Apparently this post-haircut-shampoo behavior is shocking: they all place childlike faith in that stupid paper smock, and laugh at the idea of tiny, asbestos-like hair particles causing anyone sort of discomfort. Also, it seems that they get their hair washed immediately upon arriving for their appointments — and by an entirely different person than performs the cutting! Also: they make appointments!
This is all very strange to me. I'm not claiming to be an expert, but I have had my hair cut several times now, and at a variety of different establishments. What Sommer, Emily, Kriston and Charles described is not in keeping with what I've observed at any of them. The female hair maintenance experience I can easily dismiss as irrelevant to my own. But... et tu, Kriston and Charles?
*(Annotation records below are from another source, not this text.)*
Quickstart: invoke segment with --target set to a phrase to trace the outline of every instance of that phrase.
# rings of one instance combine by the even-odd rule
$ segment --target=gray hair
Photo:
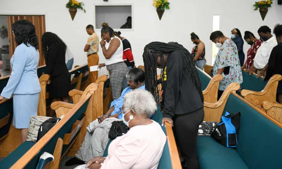
[[[155,98],[149,91],[136,89],[126,94],[123,100],[124,111],[133,109],[136,114],[147,118],[155,114],[157,104]]]

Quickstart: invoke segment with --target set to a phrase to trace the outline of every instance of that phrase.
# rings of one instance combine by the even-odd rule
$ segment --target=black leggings
[[[204,118],[203,108],[186,114],[176,116],[173,131],[176,144],[185,159],[184,168],[200,168],[197,159],[196,145],[199,125]]]

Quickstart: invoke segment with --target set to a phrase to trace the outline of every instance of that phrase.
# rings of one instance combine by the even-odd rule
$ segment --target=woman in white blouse
[[[103,23],[102,26],[102,40],[100,44],[106,60],[105,63],[99,64],[99,67],[107,66],[107,69],[110,72],[112,98],[114,100],[118,99],[121,94],[127,66],[123,59],[123,47],[121,40],[115,36],[113,30],[107,23]]]
[[[149,118],[157,106],[144,90],[130,91],[124,97],[123,120],[130,129],[110,144],[106,157],[97,157],[77,168],[156,169],[166,137],[159,124]]]

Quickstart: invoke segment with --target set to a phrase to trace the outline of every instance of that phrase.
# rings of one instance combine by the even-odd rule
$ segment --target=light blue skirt
[[[16,128],[29,128],[30,117],[37,115],[39,94],[14,94],[13,125]]]

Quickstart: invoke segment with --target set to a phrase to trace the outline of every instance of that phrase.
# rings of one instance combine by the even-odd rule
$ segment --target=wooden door
[[[40,59],[39,66],[45,64],[44,57],[42,53],[42,48],[41,45],[41,37],[42,35],[45,32],[45,17],[44,15],[8,15],[8,38],[9,38],[9,50],[10,53],[10,58],[14,54],[15,50],[17,45],[15,41],[12,31],[12,24],[18,20],[26,19],[31,22],[35,26],[36,35],[38,38],[39,53]]]

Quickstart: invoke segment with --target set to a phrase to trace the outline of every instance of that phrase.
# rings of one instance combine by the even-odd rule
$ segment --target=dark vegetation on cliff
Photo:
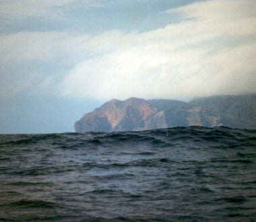
[[[216,96],[189,102],[173,100],[111,100],[86,113],[75,131],[141,131],[172,126],[224,125],[256,128],[256,94]]]

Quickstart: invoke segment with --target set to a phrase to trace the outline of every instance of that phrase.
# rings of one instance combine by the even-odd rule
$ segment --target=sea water
[[[0,221],[255,220],[255,130],[0,135]]]

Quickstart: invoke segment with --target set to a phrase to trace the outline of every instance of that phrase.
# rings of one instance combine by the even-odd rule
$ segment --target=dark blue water
[[[256,131],[0,135],[0,221],[255,220]]]

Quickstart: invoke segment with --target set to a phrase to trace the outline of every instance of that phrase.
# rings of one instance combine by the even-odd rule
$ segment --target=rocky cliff
[[[111,100],[86,113],[75,131],[127,131],[172,126],[223,124],[256,128],[256,94],[199,98],[189,102],[173,100]]]

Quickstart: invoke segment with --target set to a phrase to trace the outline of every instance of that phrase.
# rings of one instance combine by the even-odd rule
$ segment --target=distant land
[[[75,129],[77,133],[110,132],[220,125],[256,128],[256,94],[202,97],[188,102],[113,99],[86,113],[75,122]]]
I have no choice but to reluctantly conclude that everyone is crazy but me. They've no doubt been unavoidably warped by the debauched, coastal salon culture that they were unlucky enough to be born into. I think that, without realizing it, I've been getting my hair cut in America — the real America. Places that dare to use the word "barber", and which honor our troops and their commander in chief — the sorts of places where they keep dirty magazines on top of the coat rack, by God!
I will abandon this foolish attempt to find a new hair-cutter. I didn't realize the chasm that yawned before me. Now I just count myself lucky. And non-itchy.
Incidentally, I hear that post-haircut shampooers are the key voting bloc for this election.
Comments
I try - as much as is reasonably possible - to go to the gym after a haircut. That gives me incentive to work out, and I get the shower to clean off the hair shirt one invariably wears post-haircut. So count me in your camp.
My vote in DC is for Diego's, on R (I think) just north of Dupont. The Italian Senator special is a thrifty $20, and shampoo is included.